In case you import both, they will interact naturally: the
individual item()
function can be called inside a for
loop on the iterator, provided there is still at least
one item not yet read. That call will advance the items;
so, the next item at the loop will be the current one after
the local advances. Briefly: both advance the same iterator.
Alternatively, import the function that creates the reading functions:
from pytokr import pytokr
Call then pytokr
to obtain the tokenizer function; give it
whatever name you see fit, say, item
:
item = pytokr()
If a different source of items is desired, say source
(e.g. a file
just open
'ed or a list of strings),
simply pass it on:
item = pytokr(source)
In either case, a second output can be requested, namely, an
iterator over the items, say you want to name it items
:
item, items = pytokr(iter = True)
(such a call would accept as well a source
as first parameter).
Then you can run for itm in items():
or make up a ls = list(items())
and, with some care, avoid the dependence on the EndOfDataError
exception. Both combine naturally as explained above.
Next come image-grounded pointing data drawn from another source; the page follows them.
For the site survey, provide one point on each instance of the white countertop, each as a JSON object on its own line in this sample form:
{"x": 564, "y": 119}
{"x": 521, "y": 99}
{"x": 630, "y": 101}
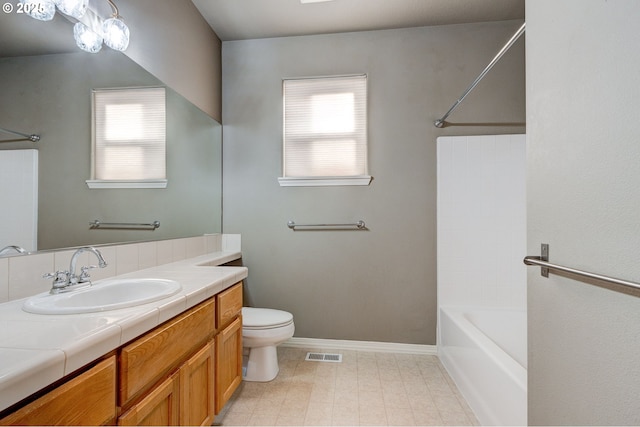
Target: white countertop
{"x": 36, "y": 349}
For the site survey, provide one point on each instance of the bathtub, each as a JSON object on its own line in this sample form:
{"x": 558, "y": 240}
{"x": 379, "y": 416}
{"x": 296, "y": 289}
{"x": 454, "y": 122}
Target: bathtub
{"x": 485, "y": 353}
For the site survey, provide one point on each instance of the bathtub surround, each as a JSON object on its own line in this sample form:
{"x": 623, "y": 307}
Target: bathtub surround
{"x": 379, "y": 284}
{"x": 582, "y": 189}
{"x": 482, "y": 329}
{"x": 482, "y": 221}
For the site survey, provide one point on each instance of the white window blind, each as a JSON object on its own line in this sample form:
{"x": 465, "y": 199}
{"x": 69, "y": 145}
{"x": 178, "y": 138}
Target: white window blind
{"x": 129, "y": 137}
{"x": 325, "y": 131}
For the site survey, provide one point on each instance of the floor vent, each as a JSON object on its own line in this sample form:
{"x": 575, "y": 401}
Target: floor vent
{"x": 324, "y": 357}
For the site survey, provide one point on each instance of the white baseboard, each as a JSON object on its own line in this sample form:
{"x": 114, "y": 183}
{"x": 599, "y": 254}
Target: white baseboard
{"x": 381, "y": 347}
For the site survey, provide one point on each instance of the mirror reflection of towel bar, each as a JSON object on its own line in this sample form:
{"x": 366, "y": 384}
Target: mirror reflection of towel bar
{"x": 123, "y": 225}
{"x": 360, "y": 225}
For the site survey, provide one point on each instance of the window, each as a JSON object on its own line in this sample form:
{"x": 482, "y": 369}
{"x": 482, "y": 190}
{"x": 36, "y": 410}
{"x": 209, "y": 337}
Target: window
{"x": 325, "y": 131}
{"x": 129, "y": 138}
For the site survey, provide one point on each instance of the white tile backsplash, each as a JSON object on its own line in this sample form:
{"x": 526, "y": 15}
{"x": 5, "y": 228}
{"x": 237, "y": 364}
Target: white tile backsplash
{"x": 231, "y": 242}
{"x": 21, "y": 276}
{"x": 4, "y": 280}
{"x": 482, "y": 221}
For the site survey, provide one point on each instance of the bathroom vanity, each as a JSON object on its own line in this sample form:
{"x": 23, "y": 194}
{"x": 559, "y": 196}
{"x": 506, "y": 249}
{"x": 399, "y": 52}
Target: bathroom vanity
{"x": 180, "y": 371}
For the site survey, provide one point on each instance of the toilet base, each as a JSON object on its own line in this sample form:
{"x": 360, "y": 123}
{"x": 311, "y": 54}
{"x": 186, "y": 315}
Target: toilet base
{"x": 262, "y": 364}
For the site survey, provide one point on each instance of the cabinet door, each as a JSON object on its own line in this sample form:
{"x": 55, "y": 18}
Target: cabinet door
{"x": 197, "y": 388}
{"x": 88, "y": 399}
{"x": 146, "y": 360}
{"x": 159, "y": 408}
{"x": 229, "y": 305}
{"x": 228, "y": 362}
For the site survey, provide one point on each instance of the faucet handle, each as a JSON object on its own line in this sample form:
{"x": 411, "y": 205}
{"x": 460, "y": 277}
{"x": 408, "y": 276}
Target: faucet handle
{"x": 59, "y": 277}
{"x": 84, "y": 273}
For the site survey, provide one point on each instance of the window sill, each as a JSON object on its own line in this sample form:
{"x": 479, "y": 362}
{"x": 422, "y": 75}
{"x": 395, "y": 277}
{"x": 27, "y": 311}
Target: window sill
{"x": 125, "y": 183}
{"x": 324, "y": 181}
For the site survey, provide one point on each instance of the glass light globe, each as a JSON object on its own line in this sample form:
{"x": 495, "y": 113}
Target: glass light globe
{"x": 44, "y": 10}
{"x": 115, "y": 33}
{"x": 75, "y": 8}
{"x": 86, "y": 39}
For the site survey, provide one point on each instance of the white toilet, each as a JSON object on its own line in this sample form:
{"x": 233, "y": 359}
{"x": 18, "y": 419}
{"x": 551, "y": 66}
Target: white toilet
{"x": 262, "y": 330}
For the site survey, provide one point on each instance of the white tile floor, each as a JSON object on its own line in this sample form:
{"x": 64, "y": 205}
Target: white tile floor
{"x": 365, "y": 389}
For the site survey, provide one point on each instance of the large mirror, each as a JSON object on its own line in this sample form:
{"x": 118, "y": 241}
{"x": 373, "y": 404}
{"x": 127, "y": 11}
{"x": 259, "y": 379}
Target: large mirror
{"x": 45, "y": 87}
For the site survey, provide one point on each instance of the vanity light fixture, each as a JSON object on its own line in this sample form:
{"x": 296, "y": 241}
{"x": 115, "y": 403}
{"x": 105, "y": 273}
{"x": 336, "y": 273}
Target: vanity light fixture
{"x": 113, "y": 31}
{"x": 86, "y": 39}
{"x": 43, "y": 10}
{"x": 75, "y": 8}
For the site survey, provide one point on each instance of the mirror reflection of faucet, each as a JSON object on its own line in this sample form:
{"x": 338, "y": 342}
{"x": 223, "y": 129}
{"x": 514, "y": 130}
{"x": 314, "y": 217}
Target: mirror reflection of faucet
{"x": 64, "y": 281}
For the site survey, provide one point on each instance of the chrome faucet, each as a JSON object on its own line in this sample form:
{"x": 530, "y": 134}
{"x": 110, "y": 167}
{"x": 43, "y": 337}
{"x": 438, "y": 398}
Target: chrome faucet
{"x": 63, "y": 280}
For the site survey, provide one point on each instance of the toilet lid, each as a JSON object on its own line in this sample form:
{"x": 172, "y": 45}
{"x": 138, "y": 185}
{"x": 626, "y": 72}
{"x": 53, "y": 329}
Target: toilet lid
{"x": 264, "y": 318}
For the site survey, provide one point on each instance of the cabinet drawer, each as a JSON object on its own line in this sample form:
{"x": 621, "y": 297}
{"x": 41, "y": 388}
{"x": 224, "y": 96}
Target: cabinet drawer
{"x": 229, "y": 304}
{"x": 147, "y": 359}
{"x": 88, "y": 399}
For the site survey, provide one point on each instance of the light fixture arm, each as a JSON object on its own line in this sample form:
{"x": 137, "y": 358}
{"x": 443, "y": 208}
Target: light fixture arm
{"x": 115, "y": 14}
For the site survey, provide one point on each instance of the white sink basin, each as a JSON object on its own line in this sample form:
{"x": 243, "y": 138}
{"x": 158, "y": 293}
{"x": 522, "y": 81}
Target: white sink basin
{"x": 103, "y": 296}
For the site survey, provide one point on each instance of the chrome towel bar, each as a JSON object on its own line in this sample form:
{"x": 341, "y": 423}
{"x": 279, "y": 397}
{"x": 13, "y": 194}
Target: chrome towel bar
{"x": 546, "y": 267}
{"x": 360, "y": 225}
{"x": 441, "y": 121}
{"x": 123, "y": 225}
{"x": 24, "y": 136}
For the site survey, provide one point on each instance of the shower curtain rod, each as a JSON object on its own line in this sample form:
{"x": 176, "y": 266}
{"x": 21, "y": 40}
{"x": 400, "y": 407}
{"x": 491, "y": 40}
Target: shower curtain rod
{"x": 441, "y": 121}
{"x": 25, "y": 137}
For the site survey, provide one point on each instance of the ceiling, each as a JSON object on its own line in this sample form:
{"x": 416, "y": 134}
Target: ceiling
{"x": 253, "y": 19}
{"x": 250, "y": 19}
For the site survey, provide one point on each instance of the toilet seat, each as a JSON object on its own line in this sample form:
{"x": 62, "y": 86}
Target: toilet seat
{"x": 264, "y": 318}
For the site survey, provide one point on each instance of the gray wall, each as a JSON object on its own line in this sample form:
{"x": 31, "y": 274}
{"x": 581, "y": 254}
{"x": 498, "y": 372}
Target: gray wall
{"x": 171, "y": 40}
{"x": 51, "y": 95}
{"x": 376, "y": 285}
{"x": 583, "y": 87}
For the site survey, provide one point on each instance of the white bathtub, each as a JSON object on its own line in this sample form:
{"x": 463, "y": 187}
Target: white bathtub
{"x": 485, "y": 353}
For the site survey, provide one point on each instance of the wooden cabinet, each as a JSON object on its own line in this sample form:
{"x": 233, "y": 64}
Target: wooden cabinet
{"x": 159, "y": 408}
{"x": 144, "y": 361}
{"x": 88, "y": 399}
{"x": 197, "y": 388}
{"x": 228, "y": 344}
{"x": 228, "y": 362}
{"x": 180, "y": 373}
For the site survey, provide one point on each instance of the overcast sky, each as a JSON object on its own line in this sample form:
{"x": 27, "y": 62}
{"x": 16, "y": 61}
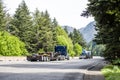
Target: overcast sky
{"x": 67, "y": 12}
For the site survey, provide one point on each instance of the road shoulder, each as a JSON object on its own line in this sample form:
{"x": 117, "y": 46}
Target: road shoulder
{"x": 94, "y": 72}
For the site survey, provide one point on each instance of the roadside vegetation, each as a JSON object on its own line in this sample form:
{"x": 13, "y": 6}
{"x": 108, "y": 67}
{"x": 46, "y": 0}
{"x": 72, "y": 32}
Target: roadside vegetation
{"x": 111, "y": 72}
{"x": 107, "y": 17}
{"x": 26, "y": 32}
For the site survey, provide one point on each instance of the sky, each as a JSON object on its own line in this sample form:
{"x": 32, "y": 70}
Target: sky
{"x": 67, "y": 12}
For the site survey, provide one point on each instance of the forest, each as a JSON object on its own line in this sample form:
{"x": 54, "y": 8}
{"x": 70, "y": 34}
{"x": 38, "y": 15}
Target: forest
{"x": 107, "y": 16}
{"x": 26, "y": 32}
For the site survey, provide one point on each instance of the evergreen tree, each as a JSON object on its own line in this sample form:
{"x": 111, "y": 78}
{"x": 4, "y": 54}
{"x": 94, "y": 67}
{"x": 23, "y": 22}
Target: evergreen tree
{"x": 21, "y": 24}
{"x": 107, "y": 17}
{"x": 77, "y": 38}
{"x": 2, "y": 17}
{"x": 43, "y": 29}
Also from pytokr import __version__
works as expected.
Based on Jutge problem P29448 Correct Dates (and removing spoilers):
from pytokr import pytokr
item, items = pytokr(iter = True)
# alternative: from pytokr import item, items
for d in items():
m, y = item(), item()
if correct_date(int(d), int(m), int(y)):
print("Correct Date")
else:
print("Incorrect Date")
The import of item
and items
has gone through several
deprecation and undeprecation stages. They are currently
undeprecated and usable with normality. Please try to upgrade
to the most advanced version of pytokr
and check the descriptions above.
The function make_tokr
from earlier versions stays
deprecated. If employed on version 1.0 it will still work
but will print a deprecation message on stderr
.